I was the third child in the family—girl, boy, girl, girl and boy in that order and quite a rebel. I developed a tendency to ask questions and was not satisfied with the customary way of life for a girlchild. When I found my elder brother, Bachchan, encouraging our youngest brother, Raju, to take up mountaineering I thought, why not me? I found that my brothers were always getting preferential treatment and all opportunities and options were open to them. This made me even more determined to not only do what the boys were doing, but to do it better.
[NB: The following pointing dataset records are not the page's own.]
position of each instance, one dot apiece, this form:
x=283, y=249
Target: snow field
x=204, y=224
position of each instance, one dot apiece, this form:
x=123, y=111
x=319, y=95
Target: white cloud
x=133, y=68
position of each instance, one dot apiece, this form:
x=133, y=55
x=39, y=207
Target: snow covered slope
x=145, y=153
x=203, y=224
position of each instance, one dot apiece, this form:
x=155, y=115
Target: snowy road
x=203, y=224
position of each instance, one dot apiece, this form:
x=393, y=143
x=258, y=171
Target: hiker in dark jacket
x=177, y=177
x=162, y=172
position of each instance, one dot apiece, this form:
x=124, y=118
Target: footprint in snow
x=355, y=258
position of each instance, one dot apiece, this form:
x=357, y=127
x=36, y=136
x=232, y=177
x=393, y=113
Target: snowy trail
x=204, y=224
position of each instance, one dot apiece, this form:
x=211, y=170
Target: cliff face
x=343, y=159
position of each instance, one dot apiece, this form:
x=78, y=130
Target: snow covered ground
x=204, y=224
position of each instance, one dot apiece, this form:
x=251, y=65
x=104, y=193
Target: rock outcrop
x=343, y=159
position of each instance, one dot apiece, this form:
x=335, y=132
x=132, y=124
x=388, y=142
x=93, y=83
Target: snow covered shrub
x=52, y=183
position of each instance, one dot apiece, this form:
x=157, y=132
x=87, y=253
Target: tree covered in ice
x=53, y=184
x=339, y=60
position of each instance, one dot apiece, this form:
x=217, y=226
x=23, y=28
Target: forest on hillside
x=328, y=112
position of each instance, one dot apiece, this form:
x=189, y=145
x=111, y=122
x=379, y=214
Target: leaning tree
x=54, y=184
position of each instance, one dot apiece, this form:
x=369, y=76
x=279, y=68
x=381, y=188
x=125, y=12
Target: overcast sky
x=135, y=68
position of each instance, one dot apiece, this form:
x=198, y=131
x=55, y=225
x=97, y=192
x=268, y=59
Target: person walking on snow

The general thinking of mountain people was that mountaineering as a sport was not for them. They considered themselves to be born mountaineers as they had to go up and down mountain slopes for their daily livelihood and even for routine work. On the other hand, as a student, I would look curiously at foreign backpackers passing by my village and wonder where they were going. I would even invite them to my house and talk to them to learn more about their travels. The full significance of this came to me later when I started working. The foreigners took the trouble to come all the way to the Himalayas in order to educate themselves on social, cultural and scientific aspects of mountaineering, as well as to seek peace in nature’s gigantic scheme of things.
- What does the author tell us about the financial condition of her parents?
- What is the most treasured value of the author’s family?
- Give an example to show that the author’s parents were very hospitable.
- What kind of girl was the author?
- How do you know that the author’s parents discriminated between sons and daughters?
- Why do the mountain people consider themselves to be born mountaineers?
- Why would the author invite foreign mountaineers to her house ?
- Why were foreigners drawn to the Himalayas?
- They were poor, and barely managed the essentials.
- The most treasured value of the family is: how to live and maintain dignity and self-respect.
- The author’s parents invited village folk passing by to have tea at their home and gave grains to sadhus and pandits who came to the house.
- The author was a rebel. She asked questions and was not satisfied with the customary way of life.
- The author’s brothers were always getting preferential treatment. All opportunities and options were open to them.
- The mountain people consider themselves to be born mountaineers as they have to go up and down the mountain slopes for their daily livelihood and even for routine work.